Using Schema Enforcer with Docker and CI

Recently Network to Code open sourced schema-enforcer, and immediately my mind turned to integrating this tool in with CI pipelines. The goal is to have fast, repeatable, and reusable pipelines that ensure the integrity of the data stored in Git repositories. We will be accomplishing repeatability and reusability by packaging schema-enforcer with Docker and publishing to a common Docker registry.

Why integrate with CI pipelines?

By integrating repositories containing structured data with a CI pipeline that enforces schema you are better able to predict the repeatability of the downstream automation that consumes the structured data. This is critical when using the data as a source of truth for automation to consume. It also helps to react faster to an incorrect schema before this is used by a configuration tool, such as Ansible. Imagine being able to empower other teams to make chages to data repositories and trust the automation is performing the checks an engineer manually does today.

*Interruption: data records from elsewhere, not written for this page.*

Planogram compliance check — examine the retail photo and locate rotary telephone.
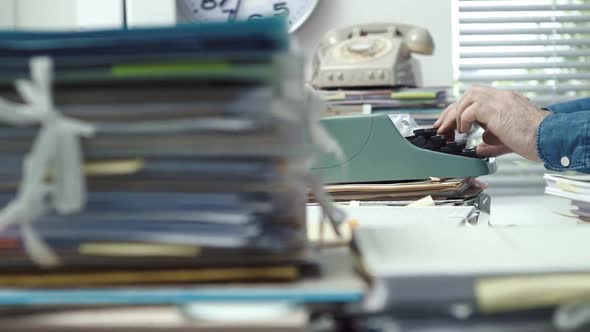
[312,24,434,89]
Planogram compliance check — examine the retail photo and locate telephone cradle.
[312,113,497,184]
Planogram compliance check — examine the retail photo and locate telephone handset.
[312,24,434,89]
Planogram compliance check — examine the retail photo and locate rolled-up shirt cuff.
[544,98,590,114]
[537,111,590,173]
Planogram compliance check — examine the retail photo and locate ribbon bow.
[0,57,95,267]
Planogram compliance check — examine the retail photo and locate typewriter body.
[312,113,496,184]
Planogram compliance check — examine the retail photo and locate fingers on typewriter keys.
[408,136,426,148]
[461,147,477,158]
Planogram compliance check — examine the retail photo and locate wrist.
[533,109,553,162]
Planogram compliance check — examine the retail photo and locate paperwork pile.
[318,87,452,125]
[0,19,316,287]
[545,174,590,222]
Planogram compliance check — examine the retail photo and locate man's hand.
[434,86,551,161]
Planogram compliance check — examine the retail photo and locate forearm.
[545,98,590,114]
[537,111,590,173]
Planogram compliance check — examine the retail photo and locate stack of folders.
[318,87,453,125]
[0,20,315,287]
[354,224,590,331]
[545,174,590,222]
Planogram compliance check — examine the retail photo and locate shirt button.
[561,157,570,167]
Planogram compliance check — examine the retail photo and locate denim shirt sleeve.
[537,111,590,173]
[545,98,590,114]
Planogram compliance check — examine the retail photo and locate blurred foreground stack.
[0,20,313,287]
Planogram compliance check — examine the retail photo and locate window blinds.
[456,0,590,106]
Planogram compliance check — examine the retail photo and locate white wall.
[15,0,78,29]
[296,0,453,85]
[0,0,123,30]
[77,0,123,29]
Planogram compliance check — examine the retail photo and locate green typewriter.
[312,113,497,184]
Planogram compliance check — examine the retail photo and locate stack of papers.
[318,87,452,125]
[545,174,590,221]
[316,178,482,202]
[0,19,316,287]
[354,225,590,315]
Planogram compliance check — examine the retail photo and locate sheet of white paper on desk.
[307,204,476,244]
[545,173,590,182]
[545,187,590,203]
[356,225,590,277]
[408,195,436,207]
[307,204,475,227]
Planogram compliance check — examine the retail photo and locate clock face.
[180,0,319,32]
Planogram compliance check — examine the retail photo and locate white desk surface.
[490,195,578,226]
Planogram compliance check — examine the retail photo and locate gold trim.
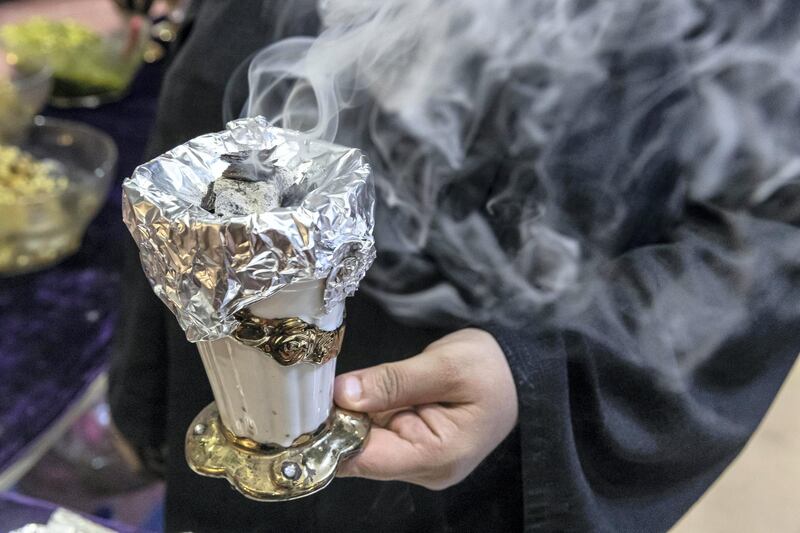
[186,402,370,502]
[219,416,333,453]
[232,309,344,366]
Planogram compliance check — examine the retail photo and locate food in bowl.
[0,116,117,275]
[0,17,142,104]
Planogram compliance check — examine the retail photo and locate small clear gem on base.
[281,461,300,481]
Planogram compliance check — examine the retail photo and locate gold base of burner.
[186,402,370,502]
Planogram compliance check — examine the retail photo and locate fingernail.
[344,376,361,402]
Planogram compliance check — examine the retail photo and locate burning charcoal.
[200,181,217,213]
[214,179,279,217]
[220,149,275,182]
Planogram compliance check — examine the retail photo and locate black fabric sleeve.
[108,240,168,474]
[488,201,800,532]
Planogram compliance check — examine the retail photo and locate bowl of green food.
[0,17,149,107]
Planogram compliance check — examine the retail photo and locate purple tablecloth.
[0,61,163,474]
[0,493,144,533]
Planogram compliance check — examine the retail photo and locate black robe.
[110,0,800,532]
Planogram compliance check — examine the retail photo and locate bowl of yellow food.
[0,65,52,144]
[0,17,150,107]
[0,116,117,275]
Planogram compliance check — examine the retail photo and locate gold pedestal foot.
[186,402,370,502]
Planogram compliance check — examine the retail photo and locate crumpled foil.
[122,117,375,342]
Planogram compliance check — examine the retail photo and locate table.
[0,58,163,490]
[0,494,144,533]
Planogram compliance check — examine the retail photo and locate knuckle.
[439,352,464,387]
[375,364,404,405]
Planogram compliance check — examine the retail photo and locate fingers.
[334,351,465,412]
[336,427,424,481]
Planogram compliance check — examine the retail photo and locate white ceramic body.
[197,281,344,446]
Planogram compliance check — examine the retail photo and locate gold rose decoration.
[233,309,344,366]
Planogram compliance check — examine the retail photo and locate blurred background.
[0,0,800,533]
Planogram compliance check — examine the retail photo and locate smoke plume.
[245,0,800,344]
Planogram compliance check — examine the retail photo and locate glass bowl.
[0,116,117,275]
[0,61,53,144]
[0,17,151,107]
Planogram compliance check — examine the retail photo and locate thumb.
[334,352,459,413]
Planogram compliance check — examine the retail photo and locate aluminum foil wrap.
[122,117,375,342]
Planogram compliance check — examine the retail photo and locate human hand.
[334,329,518,490]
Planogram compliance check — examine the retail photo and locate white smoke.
[246,0,800,332]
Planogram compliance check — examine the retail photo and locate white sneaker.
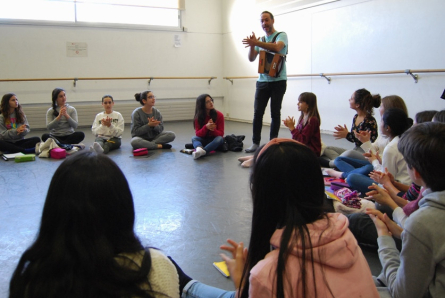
[93,142,104,154]
[192,147,207,159]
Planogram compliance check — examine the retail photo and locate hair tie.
[257,138,304,159]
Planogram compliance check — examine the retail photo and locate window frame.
[0,1,186,32]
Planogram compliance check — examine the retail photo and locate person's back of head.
[241,139,325,297]
[382,95,408,115]
[10,152,154,297]
[398,122,445,191]
[382,108,414,137]
[193,94,216,128]
[354,88,382,115]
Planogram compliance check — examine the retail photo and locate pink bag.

How containers can speed up CI execution.

Containers can be a catalyst to speeding up the process of CI execution for the following reasons:

  1. Having purpose built containers in CI allows for standardized pipelines with little setup time.
  2. Sourcing from a pre built image to execute a single test command removes the need to build an image or manage a virtual environment per repository.
  3. Reducing build times from using pre-built images allows for faster running pipeline and helps to shorten the feedback loop to the end user.

Example with privately hosted GitLab.

For today’s example I am using my locally hosted GitLab and Docker Registry. This was done to showcase the power of building internal resources that can be easily integrated with on-premise solutions. This example could easily be adapted to run in GitHub & Travis CI with the same level of effectiveness and speed of execution.

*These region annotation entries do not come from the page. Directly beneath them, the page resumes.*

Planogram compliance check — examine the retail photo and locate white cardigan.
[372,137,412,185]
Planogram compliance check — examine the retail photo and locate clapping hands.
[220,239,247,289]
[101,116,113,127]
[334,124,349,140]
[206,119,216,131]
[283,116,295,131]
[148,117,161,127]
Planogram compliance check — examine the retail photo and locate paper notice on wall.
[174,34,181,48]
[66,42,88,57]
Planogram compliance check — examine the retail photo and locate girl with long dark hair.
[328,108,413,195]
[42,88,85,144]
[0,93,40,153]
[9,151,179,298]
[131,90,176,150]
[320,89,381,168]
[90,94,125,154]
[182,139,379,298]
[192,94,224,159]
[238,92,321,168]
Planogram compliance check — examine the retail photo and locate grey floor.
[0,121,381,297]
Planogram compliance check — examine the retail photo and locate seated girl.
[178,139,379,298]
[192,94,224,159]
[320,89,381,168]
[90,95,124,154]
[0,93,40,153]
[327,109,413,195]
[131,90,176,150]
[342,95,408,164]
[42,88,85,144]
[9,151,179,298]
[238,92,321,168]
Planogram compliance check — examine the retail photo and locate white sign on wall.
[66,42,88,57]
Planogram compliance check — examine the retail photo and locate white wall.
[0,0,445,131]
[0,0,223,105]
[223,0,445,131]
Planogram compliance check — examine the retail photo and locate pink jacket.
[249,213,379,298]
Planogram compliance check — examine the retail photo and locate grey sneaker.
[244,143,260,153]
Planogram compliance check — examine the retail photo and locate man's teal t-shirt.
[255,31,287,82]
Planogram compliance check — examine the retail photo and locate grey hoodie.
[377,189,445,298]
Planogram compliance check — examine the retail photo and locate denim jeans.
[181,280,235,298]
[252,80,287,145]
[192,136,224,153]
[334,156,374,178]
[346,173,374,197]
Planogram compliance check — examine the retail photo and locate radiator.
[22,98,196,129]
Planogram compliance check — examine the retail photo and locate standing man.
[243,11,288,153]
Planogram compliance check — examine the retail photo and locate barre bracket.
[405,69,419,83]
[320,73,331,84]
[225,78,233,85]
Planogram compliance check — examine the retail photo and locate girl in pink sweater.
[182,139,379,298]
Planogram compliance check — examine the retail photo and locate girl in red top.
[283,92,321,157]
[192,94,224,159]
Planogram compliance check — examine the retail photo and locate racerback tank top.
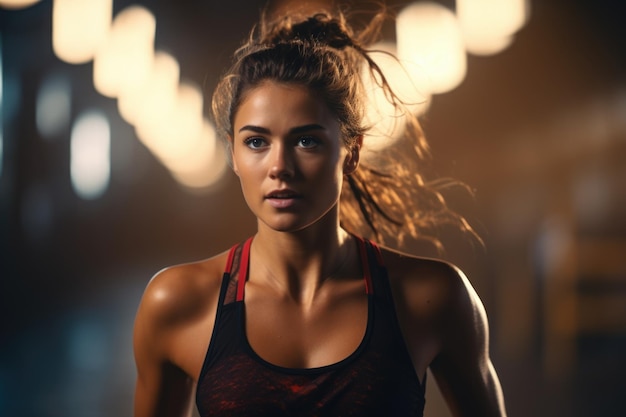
[196,237,425,417]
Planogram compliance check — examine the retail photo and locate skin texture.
[134,82,505,417]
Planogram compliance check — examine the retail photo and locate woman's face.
[231,81,358,232]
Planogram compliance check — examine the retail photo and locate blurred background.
[0,0,626,417]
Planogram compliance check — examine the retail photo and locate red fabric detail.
[237,238,252,301]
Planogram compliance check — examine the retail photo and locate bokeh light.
[52,0,113,64]
[396,2,467,94]
[35,73,71,139]
[93,5,156,98]
[70,110,111,200]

Building a container to use in CI.

Click Here for documentation on Dockerfile construction and docker build commands. The Dockerfile is starting with python:3.8 as a base. We then set the working directory, install schema-enforcer, and lastly setting the default entrypoint and command for the container image.

Dockerfile

FROM python:3.8

WORKDIR /usr/src/app

RUN python -m pip install schema-enforcer

ENTRYPOINT ["schema-enforcer"]

CMD ["validate", "--show-pass"]

Publishing schema-enforcer container to private registry.

Click Here for documentation on hosting a private docker registry. If using Docker Hub, the image tag would change to <namespace>/<container name>:tag. If I was to push this to my personal Docker Hub namespace, the image would be whitej6/schema-enforcer:latest.

docker build -t registry.whitej6.com/ntc/docker/schema-enforcer:latest .

docker push registry.whitej6.com/ntc/docker/schema-enforcer:latest

Integrating GitLab Runner with data repo.

For the first use case, we are starting with example1 in the schema-enforcer repository located here. We then add a docker-compose.yml, where we mount in the full project repo into the previously built container and create a pipeline with two stages in .gitlab-ci.yml, which is triggered on every commit.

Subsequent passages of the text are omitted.